Elongation by contraction – pulling forces drive changes in cell shape
Scientists from the Mechanobiology Institute (MBI) at the National University of Singapore (NUS) have discovered a new mechanism of cell boundary elongation. Elongation and contraction of the cell boundary is essential for directing changes in cell shape, which is required for the correct development of tissues and organs. The study was published in Current Biology on 11 August 2016.
How do contractile forces lengthen cell boundaries?
During development of an embryo, cells assemble to form tissues and organs. This requires cells to grow, divide, and occasionally undergo programmed death. However, a common property observed in many of these biological processes is cell deformation, which is essentially a dynamic change in cell shape. Based on mechanical principles, these shape changes have been broken down as either a contraction or elongation of the cell boundary. Cell boundary contraction has been extensively studied, and is driven by contraction of a network of protein filaments within the cell. The two major components of this contractile network are actin, a structural protein that forms long filaments or cables, and myosin II, a motor protein that binds to actin and uses energy to slide the actin filaments past each other. Known as actomyosin, this network is responsible for generating contractile force in cells.
As actomyosin contraction is a "pulling" force, it is easy to visualise how activity of this network can pull in the cell boundaries, causing contraction. However, as the actomyosin network is unable to generate the opposite "pushing" force, scientists have long sought to answer the question of how do cell boundaries elongate.
In order to answer this question, MBI researchers Associate Professor Yusuke Toyama, who is the Principal Investigator of the research, and Dr Yusuke Hara, together with Mr Murat Shagirov, who was formerly a researcher at the Institute, used live embryo imaging and laser surgery to probe cell boundaries in the developing fruit fly embryo, a model system which has many similarities to mammalian development. The researchers focused their investigation on a patch of about 200 polygon shaped cells called the amnioserosa, which "zip up" to seal the embryo. The dynamic deformations that amnioserosa cells undergo make them an ideal choice for studying cell shape changes.

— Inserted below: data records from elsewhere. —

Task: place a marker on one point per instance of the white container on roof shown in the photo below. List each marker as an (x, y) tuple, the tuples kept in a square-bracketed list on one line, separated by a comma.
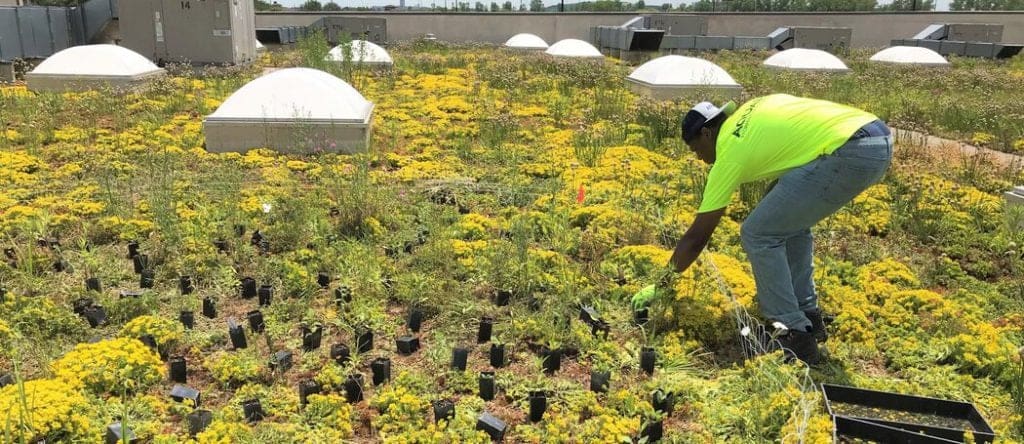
[(525, 41), (92, 67), (910, 55), (573, 48), (673, 76), (363, 52), (296, 109), (806, 59)]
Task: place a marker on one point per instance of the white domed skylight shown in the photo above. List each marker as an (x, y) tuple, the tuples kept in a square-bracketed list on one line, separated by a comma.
[(525, 41), (295, 93), (361, 52)]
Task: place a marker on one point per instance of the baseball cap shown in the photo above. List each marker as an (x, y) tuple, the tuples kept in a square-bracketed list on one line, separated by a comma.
[(699, 115)]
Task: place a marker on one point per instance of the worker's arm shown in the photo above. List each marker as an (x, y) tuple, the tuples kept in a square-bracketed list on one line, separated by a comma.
[(695, 239)]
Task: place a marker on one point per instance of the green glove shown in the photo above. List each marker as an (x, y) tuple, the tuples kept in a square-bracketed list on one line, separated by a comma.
[(644, 297)]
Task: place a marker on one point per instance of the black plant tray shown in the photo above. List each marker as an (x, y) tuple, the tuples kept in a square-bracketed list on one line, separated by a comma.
[(890, 430)]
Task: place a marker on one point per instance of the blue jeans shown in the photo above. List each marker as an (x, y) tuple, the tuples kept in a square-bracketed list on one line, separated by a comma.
[(776, 235)]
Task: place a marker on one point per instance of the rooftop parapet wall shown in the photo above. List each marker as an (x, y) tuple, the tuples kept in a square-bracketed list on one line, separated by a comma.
[(869, 29)]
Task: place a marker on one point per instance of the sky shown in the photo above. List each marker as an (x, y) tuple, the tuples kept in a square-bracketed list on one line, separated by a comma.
[(943, 5)]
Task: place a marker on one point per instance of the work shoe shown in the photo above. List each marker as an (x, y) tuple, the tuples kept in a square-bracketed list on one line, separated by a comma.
[(817, 324), (801, 345)]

Careful observation and computational analysis of the amnioserosa revealed that cells underwent rhythmic changes in both area (growing and shrinking in size), and also in boundary length (becoming longer and shorter). However, these two processes were not synchronised as might be expected – i.e. a cell increasing in area was not necessarily undergoing elongation of all of its boundaries. This complication prompted the scientists to examine the distribution of myosin II across the amnioserosa. This led to the discovery that there was an increase in myosin II in the cells next to the cell undergoing boundary elongation. By disrupting the myosin II in these neighbouring cells with a laser, cell boundary elongation was terminated. This demonstrated that myosin II in neighbouring cells actively elongates the cell boundary via pulling of the boundary ends, much like stretching a rubber band with your fingers.

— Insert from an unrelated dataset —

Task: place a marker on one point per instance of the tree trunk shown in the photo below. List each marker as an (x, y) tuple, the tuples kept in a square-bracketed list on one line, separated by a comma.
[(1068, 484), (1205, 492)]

This study revealed that actomyosin networks are responsible for both contraction and elongation of the cell boundary. Actomyosin contractility within a cell results in cell boundary contraction. However, it is the activity of the actomyosin network in surrounding cells that results in the elongation of the cell boundary, suggesting the cell boundary elongation in a tissue is not a single cell process, but one which requires help from neighbouring cells. Understanding how actomyosin networks of neighbouring cells cooperate to direct changes in cell shape will be invaluable for deciphering many biological processes, such as tissue development, organ specialisation, and wound healing.